Over 40% of New Mechanical Turk Jobs Involve Spam
An anonymous reader writes "An NYU study reveals that over 40% of the jobs posted by new employers on MTurk are some sort of spam request, such as fake account creation, fraudulent ad clicks, or fake comments, tweets, likes and votes. The study also shows that the bad jobs could be automatically filtered with 95% accuracy, but Amazon is not interested."
I guess you really can't build a robot shill.
The article says "when we informed them about the issue. They pretty much assured us that everything is fine," Can we have some kind of quote from Amazon or do we need to take the vague interpretation at face value before drawing the articles conclusion that "Amazon is not interested".
http://en.wikipedia.org/wiki/The_Turk
"We look forward to continuing to serve our AWS customers and are excited about several new things we have coming your way in the next few months."
Well, I'm looking forward to you confirming the deletion of my account I requested a week ago. And that 2nd part sounds like a threat.
I hope I didn't brain my damage.
How will Hormel ever recruit any new employees?
So when 40% of their MT service usage is contrary to the ToS, everything's fine and dandy.
But when Wikileaks is in full compliance with the ToS of their EC2 service, they get the boot?
I had to look this up.
Amazon Mechanical Turk (beta)
Amazon Mechanical Turk is a marketplace for work that requires human intelligence. The Mechanical Turk web service enables companies to programmatically access this marketplace and a diverse, on-demand workforce. Developers can leverage this service to build human intelligence directly into their applications.
While computing technology continues to improve, there are still many things that human beings can do much more effectively than computers, such as identifying objects in a photo or video, performing data de-duplication, transcribing audio recordings or researching data details. Traditionally, tasks like this have been accomplished by hiring a large temporary workforce (which is time consuming, expensive and difficult to scale) or have gone undone.
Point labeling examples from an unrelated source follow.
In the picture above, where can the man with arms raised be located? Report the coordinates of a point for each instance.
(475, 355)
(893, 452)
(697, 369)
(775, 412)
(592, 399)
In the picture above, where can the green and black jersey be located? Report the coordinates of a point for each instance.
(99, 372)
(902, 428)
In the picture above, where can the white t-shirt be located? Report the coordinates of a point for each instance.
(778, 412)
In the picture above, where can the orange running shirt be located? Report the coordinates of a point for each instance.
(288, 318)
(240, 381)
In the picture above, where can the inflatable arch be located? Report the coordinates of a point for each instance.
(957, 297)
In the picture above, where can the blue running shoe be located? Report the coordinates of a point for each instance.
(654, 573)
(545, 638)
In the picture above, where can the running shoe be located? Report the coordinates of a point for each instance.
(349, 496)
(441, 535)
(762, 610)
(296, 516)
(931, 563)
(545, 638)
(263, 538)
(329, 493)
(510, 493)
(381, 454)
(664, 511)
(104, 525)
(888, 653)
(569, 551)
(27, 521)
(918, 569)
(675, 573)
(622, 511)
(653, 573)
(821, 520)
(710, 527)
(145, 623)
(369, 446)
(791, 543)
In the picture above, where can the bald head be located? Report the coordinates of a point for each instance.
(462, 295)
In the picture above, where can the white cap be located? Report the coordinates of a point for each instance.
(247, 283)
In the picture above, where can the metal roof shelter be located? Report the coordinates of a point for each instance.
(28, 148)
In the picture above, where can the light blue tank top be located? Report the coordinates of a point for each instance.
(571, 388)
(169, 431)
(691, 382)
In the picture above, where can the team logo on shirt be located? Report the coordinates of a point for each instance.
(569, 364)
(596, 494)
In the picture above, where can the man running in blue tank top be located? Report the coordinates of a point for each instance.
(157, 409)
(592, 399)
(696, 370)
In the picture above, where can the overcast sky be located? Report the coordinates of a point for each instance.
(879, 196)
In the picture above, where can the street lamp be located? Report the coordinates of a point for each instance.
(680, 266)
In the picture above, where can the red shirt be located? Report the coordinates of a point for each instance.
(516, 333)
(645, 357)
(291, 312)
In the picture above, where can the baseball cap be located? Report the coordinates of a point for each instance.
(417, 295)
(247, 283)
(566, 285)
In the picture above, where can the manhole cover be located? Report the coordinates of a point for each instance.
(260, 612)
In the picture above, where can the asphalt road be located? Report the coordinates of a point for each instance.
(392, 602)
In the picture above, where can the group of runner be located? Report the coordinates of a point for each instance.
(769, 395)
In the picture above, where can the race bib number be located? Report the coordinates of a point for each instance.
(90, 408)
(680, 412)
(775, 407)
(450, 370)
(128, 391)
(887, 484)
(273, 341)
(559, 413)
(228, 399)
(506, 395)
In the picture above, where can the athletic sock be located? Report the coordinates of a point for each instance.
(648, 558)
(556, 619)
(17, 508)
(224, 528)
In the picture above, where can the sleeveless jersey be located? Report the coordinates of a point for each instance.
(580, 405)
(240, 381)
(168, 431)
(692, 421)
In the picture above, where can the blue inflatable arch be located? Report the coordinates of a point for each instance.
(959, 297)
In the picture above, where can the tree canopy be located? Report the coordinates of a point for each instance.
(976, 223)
Mechanical Turk aims to make accessing human intelligence simple, scalable, and cost-effective. Businesses or developers needing tasks done (called Human Intelligence Tasks or “HITs”) can use the robust Mechanical Turk APIs to access thousands of high quality, low cost, global, on-demand workers—and then programmatically integrate the results of that work directly into their business processes and systems. Mechanical Turk enables developers and businesses to achieve their goals more quickly and at a lower cost than was previously possible.
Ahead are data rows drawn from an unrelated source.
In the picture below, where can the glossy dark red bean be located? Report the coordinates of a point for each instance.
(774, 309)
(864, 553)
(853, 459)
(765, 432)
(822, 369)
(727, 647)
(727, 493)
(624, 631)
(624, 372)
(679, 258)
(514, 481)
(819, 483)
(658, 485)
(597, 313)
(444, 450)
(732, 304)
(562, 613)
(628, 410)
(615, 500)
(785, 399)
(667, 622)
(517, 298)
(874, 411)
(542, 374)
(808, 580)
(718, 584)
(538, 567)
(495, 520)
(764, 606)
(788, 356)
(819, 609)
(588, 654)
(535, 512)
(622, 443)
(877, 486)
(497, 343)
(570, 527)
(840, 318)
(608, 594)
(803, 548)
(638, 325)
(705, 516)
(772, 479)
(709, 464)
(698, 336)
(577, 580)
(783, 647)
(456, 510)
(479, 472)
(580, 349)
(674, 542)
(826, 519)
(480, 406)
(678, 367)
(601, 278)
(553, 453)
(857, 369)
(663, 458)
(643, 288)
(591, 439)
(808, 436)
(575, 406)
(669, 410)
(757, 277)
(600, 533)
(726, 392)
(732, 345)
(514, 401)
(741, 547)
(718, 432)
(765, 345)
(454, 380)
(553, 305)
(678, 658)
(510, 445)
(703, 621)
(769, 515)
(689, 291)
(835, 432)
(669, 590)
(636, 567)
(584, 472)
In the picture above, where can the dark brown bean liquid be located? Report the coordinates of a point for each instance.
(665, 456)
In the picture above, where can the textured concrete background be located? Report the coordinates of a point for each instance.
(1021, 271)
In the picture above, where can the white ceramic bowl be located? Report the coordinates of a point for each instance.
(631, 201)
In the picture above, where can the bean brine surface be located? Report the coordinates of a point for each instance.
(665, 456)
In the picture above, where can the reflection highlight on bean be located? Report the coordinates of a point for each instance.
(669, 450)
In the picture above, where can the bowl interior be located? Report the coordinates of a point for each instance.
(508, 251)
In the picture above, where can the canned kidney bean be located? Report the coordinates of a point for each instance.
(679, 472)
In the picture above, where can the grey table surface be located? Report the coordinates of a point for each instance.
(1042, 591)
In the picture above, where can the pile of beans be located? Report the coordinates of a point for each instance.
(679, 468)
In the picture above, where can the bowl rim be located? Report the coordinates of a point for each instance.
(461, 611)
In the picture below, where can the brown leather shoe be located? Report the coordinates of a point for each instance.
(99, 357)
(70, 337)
Drill baby drill - on Mars
So, would the filtering of bad services from MTurk be performed using MTurk?
Same reason the USPS likes bulk mailers... they keep the operation afloat. Especially as more and more people turn to email.
"I will trust Google to 'do no evil' until the founders no longer run it." Hello Alphabet.
I know a few research scientists who use the Turk for some awesome ideas (it's a LOT cheaper than in-person human subjects and the people you get aren't homeless, drunks, or freshman psych students fulfilling requirements). However, there is little money in (non-military) basic research at the moment, and only a fraction of that even requires human subjects.
The rest is merely a new breed of on-demand advertising and promotion. Amazon is still getting paid, so they likely don't care. I'd argue that if they don't want to squash the problem altogether that they should at least isolate it to grant people an easier time in going wherever they were heading, e.g. "help me solve vision" versus "help me get popular"
Use my userscript to add story images to Slashdot. There's no going back.
Did anyone else notice that the summary says 95% accuracy but doesn't break it down to False Accept and False Reject?
Not to mention, spammers adapt. That's the main problem with them.
How do we know that some of that spam is not from amazon itself?
"Accuracy" is a difficult measure to quantify. I see from reading the article that the accuracy has been estimated at 95% due to a a 95% true positive rate and a 95% true negative rate. Given that the current spam rate is 40%, these rates aren't particularly bad, but Amazon would still have quite a few problems with angry customers. Assuming 1500 HITs per day, and 60% of those non-spam submissions, 45 would be falsely flagged as spam.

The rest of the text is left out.